Splitting up your property is often one of the biggest practical considerations in an Illinois divorce. Equitable distribution rules govern what happens if you go to court, and many spouses use the equitable distribution rule as a starting point when negotiating a settlement outside of court. The goal is a fair division of property.
Whether you litigate or settle outside of court, the discovery process is crucial to property division. Discovery involves divorcing spouses providing information to one another about their debts and assets.
What if your spouse intentionally hid property from you, your attorney and the courts?

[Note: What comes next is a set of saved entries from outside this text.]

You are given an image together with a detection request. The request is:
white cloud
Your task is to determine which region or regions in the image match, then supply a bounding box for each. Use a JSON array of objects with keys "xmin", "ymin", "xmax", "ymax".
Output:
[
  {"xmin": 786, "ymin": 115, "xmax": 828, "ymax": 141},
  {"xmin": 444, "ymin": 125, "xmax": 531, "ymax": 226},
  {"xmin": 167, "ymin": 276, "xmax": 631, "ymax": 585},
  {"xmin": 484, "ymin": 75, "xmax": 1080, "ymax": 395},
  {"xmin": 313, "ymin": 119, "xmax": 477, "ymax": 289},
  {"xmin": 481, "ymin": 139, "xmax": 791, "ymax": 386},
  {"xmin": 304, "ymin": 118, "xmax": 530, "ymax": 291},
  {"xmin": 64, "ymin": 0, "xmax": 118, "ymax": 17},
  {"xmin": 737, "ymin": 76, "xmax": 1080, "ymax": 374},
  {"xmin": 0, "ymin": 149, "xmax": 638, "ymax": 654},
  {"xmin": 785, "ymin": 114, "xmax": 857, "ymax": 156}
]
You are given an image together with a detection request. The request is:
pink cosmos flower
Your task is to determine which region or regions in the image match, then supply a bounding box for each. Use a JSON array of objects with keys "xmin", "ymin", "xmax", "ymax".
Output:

If you catch it before you finalize the divorce
In a best-case scenario, you would discover a hidden bank account or other hidden assets before the court actually finalized the divorce. You could then present evidence of your spouse’s financial conduct to the judge overseeing your case and ask them to integrate that information into their ruling. Although spousal misconduct rarely affects property division, the courts may split property less evenly to penalize a spouse who has intentionally hidden assets.
If you discover the issue after the divorce
It is rare that the Illinois courts will revisit a property division order, but fraud during the discovery process is one of the few reasons that they would consider doing so. If you can conclusively show that your spouse lied about their assets to you or to the courts, you may be able to appeal the earlier decision and hold your spouse accountable for that misconduct. Typically, the property involved will need to have significant value to warrant such a reconsideration.
Learning more about how property division works in an Illinois divorce will help you achieve a fair outcome.